I had followed the clear precision of each word with a dumb amazement which seemed to leave my mind abnormally clear. I saw Captain Malan’s eye turn from Moorshed and seek that of the Cryptic’s commander. And he telegraphed as clearly as Moorshed was speaking: “My dear friend and brother officer, I know Panke; you know Panke; we know Panke—good little Panke! In less than three Greenwich chronometer seconds Panke will make an enormous ass of himself, and I shall have to put things straight, unless you who are a man of tact and discernment——”
“Carry on.” The Commander’s order supplied the unspoken word. The cruiser boiled about her business around us; watch and watch officers together, up to the limit of noise permissible. I saw Captain Malan turn to his senior.

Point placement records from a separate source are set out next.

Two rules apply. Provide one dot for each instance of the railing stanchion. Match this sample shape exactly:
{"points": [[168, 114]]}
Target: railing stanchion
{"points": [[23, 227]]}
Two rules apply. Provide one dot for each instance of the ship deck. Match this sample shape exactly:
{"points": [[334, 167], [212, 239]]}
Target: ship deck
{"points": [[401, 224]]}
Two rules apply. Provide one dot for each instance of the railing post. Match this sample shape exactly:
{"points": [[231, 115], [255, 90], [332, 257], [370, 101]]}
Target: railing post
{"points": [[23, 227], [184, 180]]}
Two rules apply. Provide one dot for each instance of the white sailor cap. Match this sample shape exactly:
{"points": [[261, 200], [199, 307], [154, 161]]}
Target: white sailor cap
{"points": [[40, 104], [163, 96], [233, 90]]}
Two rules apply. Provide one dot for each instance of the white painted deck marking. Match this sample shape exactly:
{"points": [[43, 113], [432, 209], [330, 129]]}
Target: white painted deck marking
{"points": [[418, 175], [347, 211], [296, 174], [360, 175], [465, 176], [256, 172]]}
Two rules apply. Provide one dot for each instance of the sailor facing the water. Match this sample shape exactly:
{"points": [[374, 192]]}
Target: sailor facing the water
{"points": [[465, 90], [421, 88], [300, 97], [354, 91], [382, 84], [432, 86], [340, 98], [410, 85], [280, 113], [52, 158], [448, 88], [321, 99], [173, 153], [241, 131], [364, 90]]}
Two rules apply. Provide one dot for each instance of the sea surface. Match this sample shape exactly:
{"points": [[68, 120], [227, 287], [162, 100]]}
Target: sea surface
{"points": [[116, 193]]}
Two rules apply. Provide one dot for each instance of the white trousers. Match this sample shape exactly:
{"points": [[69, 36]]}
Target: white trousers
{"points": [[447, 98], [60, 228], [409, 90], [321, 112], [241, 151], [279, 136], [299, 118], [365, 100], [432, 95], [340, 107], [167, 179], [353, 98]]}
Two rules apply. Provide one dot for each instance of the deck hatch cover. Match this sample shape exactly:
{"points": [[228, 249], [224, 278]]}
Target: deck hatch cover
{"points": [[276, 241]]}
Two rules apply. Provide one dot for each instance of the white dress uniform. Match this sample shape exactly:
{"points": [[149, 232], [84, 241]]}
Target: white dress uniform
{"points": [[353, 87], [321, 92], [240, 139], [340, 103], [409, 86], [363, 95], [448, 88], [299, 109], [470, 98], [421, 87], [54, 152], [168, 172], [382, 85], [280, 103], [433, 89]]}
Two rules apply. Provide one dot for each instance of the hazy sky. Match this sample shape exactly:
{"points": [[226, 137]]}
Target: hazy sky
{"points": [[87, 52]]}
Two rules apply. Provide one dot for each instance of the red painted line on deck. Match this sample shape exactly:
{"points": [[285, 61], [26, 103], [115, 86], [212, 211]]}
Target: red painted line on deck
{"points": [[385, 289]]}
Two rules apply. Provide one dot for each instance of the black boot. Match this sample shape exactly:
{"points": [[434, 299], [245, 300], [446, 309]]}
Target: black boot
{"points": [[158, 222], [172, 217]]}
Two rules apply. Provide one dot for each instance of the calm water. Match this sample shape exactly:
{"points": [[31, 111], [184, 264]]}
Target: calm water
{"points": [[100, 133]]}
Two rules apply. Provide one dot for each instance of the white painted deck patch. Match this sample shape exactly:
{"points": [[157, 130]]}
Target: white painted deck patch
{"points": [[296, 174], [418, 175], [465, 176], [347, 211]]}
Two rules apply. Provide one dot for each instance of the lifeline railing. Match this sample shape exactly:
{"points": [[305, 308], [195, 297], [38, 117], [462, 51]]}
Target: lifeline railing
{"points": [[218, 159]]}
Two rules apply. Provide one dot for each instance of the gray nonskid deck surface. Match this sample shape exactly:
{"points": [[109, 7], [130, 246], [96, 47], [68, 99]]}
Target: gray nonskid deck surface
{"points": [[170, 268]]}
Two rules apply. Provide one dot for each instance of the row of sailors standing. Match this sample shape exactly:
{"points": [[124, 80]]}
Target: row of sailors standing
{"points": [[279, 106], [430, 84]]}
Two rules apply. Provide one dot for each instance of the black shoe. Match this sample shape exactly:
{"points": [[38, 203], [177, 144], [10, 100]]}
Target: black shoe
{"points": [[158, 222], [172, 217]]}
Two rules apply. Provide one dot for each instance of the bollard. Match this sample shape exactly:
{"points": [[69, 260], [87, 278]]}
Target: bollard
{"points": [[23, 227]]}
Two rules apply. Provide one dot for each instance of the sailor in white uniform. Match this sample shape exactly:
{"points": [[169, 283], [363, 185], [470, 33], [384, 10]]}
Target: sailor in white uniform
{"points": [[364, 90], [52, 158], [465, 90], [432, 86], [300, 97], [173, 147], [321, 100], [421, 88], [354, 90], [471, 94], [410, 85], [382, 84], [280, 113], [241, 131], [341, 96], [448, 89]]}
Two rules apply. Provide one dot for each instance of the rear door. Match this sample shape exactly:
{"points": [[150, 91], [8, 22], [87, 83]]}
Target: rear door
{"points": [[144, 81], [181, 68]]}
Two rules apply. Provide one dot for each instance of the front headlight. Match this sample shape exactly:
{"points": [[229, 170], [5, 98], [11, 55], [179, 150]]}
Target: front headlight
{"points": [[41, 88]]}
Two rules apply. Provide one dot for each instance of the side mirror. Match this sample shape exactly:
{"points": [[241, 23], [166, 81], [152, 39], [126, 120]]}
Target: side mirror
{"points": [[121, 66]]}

“Come to my cabin!” said Panke gratingly, and led the way. Pyecroft and I stayed still.
“It’s all right,” said Pyecroft. “They daren’t leave us loose aboard for one revolution,” and I knew that he had seen what I had seen.
“You, too!” said Captain Malan, returning suddenly. We passed the sentry between white enamelled walls of speckless small arms, and since that Royal Marine Light infantryman was visibly suffocating from curiosity, I winked at him. We entered the chintz-adorned, photo-speckled, brass-fendered, tile-stoved main cabin. Moorshed, with a ruler, was demonstrating before the frame-plan of H.M.S. Cryptic.
“—making nine stencils in all of my initials G.M.,” I heard him say. “Further, you will find attached to your rudder, and you, too, Sir”—he bowed to Captain Malan yet again—“one fourteen-inch Mark IV practice torpedo, as issued to first-class torpedo-boats, properly buoyed. I have sent full particulars by telegraph to the umpires, and have requested them to judge on the facts as they—appear.” He nodded through the large window to the stencilled Devolution awink with brass work in the morning sun, and ceased.
Captain Panke faced us. I remembered that this was only play, and caught myself wondering with what keener agony comes the real defeat.